The correct answer is A.

Explanation:

If p : q = \(\frac{2}{3}\) : \(\frac{5}{6}\), then the sum S1 of ratio = \(\frac{2}{3}\) + \(\frac{5}{6}\) = \(\frac{9}{6}\)

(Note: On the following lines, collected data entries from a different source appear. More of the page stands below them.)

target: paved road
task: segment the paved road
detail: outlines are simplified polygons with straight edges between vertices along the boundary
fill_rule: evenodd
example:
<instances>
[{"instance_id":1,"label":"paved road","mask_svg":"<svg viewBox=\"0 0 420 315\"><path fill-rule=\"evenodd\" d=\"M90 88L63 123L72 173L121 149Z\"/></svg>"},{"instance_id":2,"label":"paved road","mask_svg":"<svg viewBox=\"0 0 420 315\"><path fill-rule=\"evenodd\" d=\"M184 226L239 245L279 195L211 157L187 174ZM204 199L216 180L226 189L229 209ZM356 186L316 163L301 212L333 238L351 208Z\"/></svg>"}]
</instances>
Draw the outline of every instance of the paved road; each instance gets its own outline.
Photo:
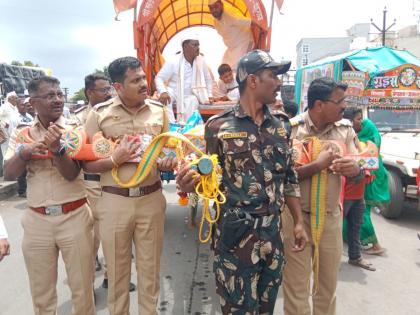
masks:
<instances>
[{"instance_id":1,"label":"paved road","mask_svg":"<svg viewBox=\"0 0 420 315\"><path fill-rule=\"evenodd\" d=\"M221 314L215 295L212 257L207 245L198 245L197 232L186 227L188 211L177 204L173 185L166 185L168 199L165 248L161 266L160 314ZM420 212L406 205L398 221L374 214L373 221L386 255L373 257L377 271L369 272L346 263L343 253L338 288L340 315L420 314ZM26 201L18 197L0 201L0 214L6 222L12 255L0 263L0 314L33 314L28 279L20 249L20 218ZM70 291L62 263L59 265L58 314L70 314ZM135 266L132 280L137 283ZM106 290L100 288L102 273L95 281L97 313L108 314ZM131 293L131 314L137 314L137 292ZM275 314L282 314L279 294Z\"/></svg>"}]
</instances>

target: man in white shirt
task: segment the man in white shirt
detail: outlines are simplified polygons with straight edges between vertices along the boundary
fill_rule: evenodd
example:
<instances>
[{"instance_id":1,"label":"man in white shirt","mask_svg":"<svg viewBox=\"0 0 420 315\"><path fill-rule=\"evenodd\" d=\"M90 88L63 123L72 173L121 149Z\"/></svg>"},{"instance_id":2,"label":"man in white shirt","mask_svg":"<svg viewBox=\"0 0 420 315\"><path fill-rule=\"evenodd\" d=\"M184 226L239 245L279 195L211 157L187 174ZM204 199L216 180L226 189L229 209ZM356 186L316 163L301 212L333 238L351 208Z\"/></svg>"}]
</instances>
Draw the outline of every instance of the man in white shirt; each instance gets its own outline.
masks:
<instances>
[{"instance_id":1,"label":"man in white shirt","mask_svg":"<svg viewBox=\"0 0 420 315\"><path fill-rule=\"evenodd\" d=\"M0 106L0 124L6 133L6 141L1 144L1 153L3 157L9 146L9 137L13 129L19 124L19 112L17 110L19 98L15 91L7 93L6 102Z\"/></svg>"},{"instance_id":2,"label":"man in white shirt","mask_svg":"<svg viewBox=\"0 0 420 315\"><path fill-rule=\"evenodd\" d=\"M0 216L0 261L10 254L10 244L7 241L7 237L6 227L4 226L3 219Z\"/></svg>"},{"instance_id":3,"label":"man in white shirt","mask_svg":"<svg viewBox=\"0 0 420 315\"><path fill-rule=\"evenodd\" d=\"M193 36L192 36L193 37ZM168 60L155 77L159 101L167 105L169 121L185 124L199 104L213 101L213 80L208 66L200 55L200 42L186 38L182 53ZM177 120L173 113L176 103Z\"/></svg>"},{"instance_id":4,"label":"man in white shirt","mask_svg":"<svg viewBox=\"0 0 420 315\"><path fill-rule=\"evenodd\" d=\"M239 59L254 47L251 19L235 16L224 8L221 0L209 0L209 10L214 17L214 28L227 47L222 63L227 63L236 71Z\"/></svg>"}]
</instances>

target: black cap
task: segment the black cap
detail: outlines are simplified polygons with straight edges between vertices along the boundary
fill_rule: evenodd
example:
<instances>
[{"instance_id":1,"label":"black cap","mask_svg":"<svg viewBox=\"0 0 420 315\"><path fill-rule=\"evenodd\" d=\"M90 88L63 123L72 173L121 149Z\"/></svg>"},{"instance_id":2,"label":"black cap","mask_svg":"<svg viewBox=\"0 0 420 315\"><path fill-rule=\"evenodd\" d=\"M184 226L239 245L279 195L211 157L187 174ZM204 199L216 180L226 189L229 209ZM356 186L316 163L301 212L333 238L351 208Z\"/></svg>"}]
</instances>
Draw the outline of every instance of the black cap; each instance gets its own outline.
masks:
<instances>
[{"instance_id":1,"label":"black cap","mask_svg":"<svg viewBox=\"0 0 420 315\"><path fill-rule=\"evenodd\" d=\"M241 83L246 80L248 75L256 73L261 69L274 68L277 75L289 71L290 61L275 62L274 59L263 50L252 50L244 55L238 62L236 71L236 82Z\"/></svg>"}]
</instances>

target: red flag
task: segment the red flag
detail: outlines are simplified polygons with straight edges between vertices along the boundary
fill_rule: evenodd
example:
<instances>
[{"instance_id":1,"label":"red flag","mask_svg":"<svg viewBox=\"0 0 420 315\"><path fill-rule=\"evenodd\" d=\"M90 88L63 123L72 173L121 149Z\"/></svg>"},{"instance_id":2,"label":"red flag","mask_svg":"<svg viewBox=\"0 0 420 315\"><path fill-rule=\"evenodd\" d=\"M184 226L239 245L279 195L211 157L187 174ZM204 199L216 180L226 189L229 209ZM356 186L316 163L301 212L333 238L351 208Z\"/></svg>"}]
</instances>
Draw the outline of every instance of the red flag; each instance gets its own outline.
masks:
<instances>
[{"instance_id":1,"label":"red flag","mask_svg":"<svg viewBox=\"0 0 420 315\"><path fill-rule=\"evenodd\" d=\"M137 0L114 0L114 8L117 14L122 11L133 9L136 5Z\"/></svg>"}]
</instances>

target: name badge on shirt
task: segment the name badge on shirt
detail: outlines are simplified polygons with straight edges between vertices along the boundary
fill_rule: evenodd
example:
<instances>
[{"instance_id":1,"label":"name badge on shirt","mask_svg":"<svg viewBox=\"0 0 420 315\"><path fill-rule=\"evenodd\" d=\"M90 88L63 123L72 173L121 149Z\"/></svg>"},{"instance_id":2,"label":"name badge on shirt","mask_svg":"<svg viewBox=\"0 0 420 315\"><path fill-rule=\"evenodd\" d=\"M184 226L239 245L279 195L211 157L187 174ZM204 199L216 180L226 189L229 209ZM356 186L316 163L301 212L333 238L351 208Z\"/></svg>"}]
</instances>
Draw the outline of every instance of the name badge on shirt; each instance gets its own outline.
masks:
<instances>
[{"instance_id":1,"label":"name badge on shirt","mask_svg":"<svg viewBox=\"0 0 420 315\"><path fill-rule=\"evenodd\" d=\"M236 138L248 138L248 132L226 132L222 134L222 139L236 139Z\"/></svg>"}]
</instances>

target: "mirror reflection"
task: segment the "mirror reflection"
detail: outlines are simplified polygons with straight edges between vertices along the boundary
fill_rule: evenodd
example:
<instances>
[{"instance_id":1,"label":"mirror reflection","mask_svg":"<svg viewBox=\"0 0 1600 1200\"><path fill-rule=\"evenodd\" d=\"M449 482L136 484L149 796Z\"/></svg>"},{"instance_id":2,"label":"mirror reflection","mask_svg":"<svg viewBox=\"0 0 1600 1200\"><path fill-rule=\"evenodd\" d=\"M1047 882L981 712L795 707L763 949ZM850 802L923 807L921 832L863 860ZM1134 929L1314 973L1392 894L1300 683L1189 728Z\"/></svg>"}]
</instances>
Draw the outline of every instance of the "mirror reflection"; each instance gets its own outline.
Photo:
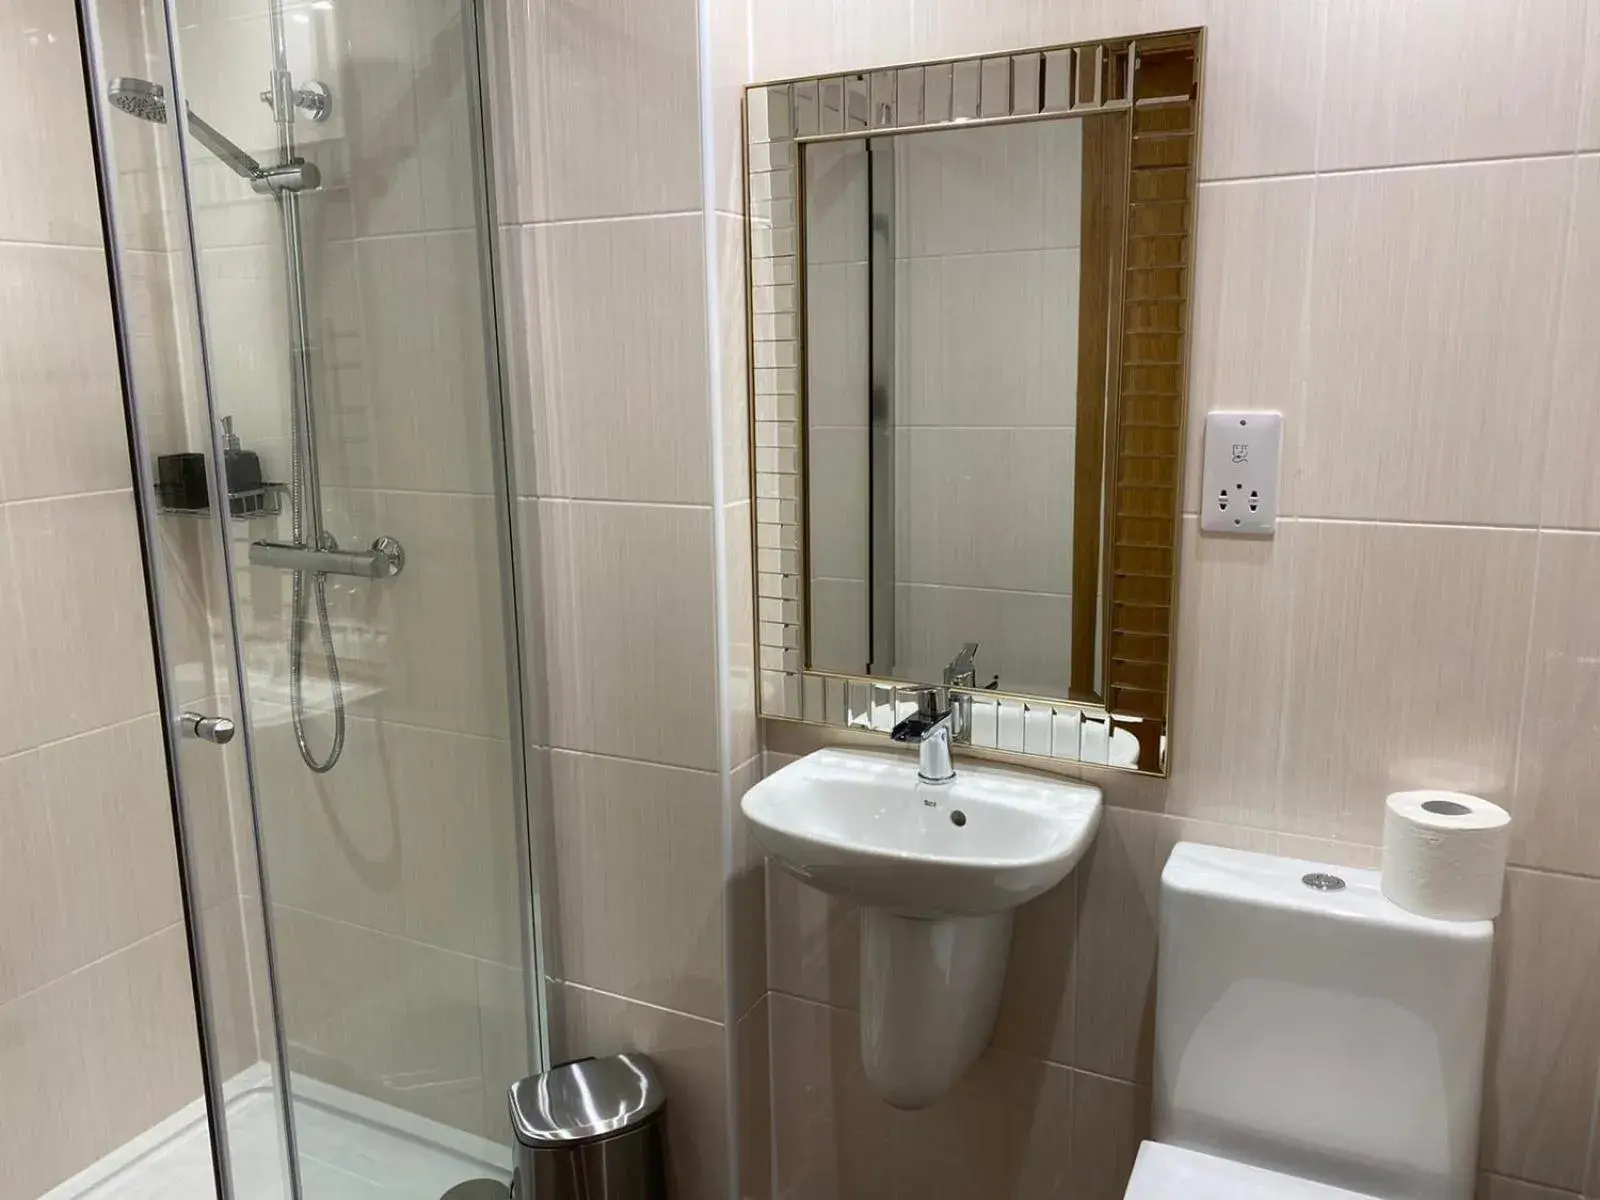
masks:
<instances>
[{"instance_id":1,"label":"mirror reflection","mask_svg":"<svg viewBox=\"0 0 1600 1200\"><path fill-rule=\"evenodd\" d=\"M1102 694L1124 121L804 146L811 669Z\"/></svg>"}]
</instances>

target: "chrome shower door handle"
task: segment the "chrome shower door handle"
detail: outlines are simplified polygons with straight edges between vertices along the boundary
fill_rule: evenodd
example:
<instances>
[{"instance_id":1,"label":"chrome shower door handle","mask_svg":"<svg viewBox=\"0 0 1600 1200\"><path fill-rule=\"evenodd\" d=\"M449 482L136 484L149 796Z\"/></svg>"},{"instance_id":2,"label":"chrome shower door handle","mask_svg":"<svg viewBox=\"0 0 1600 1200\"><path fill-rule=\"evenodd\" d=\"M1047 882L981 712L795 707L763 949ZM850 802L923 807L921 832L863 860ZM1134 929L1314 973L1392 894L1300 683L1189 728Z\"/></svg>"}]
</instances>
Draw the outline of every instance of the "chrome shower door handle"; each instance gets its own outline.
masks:
<instances>
[{"instance_id":1,"label":"chrome shower door handle","mask_svg":"<svg viewBox=\"0 0 1600 1200\"><path fill-rule=\"evenodd\" d=\"M181 718L181 724L186 736L199 738L202 742L226 746L233 741L235 726L227 717L208 717L201 713L186 712Z\"/></svg>"}]
</instances>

If q : r = \(\frac{3}{4}\) : \(\frac{1}{2}\), then the sum S2 of ratio = \(\frac{3}{4}\) + \(\frac{1}{2}\) = \(\frac{5}{4}\)
Let p + q = T1, then
q = (\(\frac{5}{6} \div \frac{9}{6}\))T1 = (\(\frac{5}{6} \times \frac{6}{9}\))T1 = \(\frac{5}{9}\)T1
Again, let q + r = T2, then
q = (\(\frac{3}{4} \div \frac{5}{4}\))T2 = (\(\frac{3}{4} \times \frac{4}{5}\))T2 = \(\frac{3}{5}\)T2
Using q = q
\(\frac{5}{9}\)T1 = \(\frac{3}{5}\)T2
5 x 5T1 = 9 x 3T2
\(\frac{T_1}{T_2}\) = \(\frac{9 \times 3}{5 x 5}\) = \(\frac{27}{5}\)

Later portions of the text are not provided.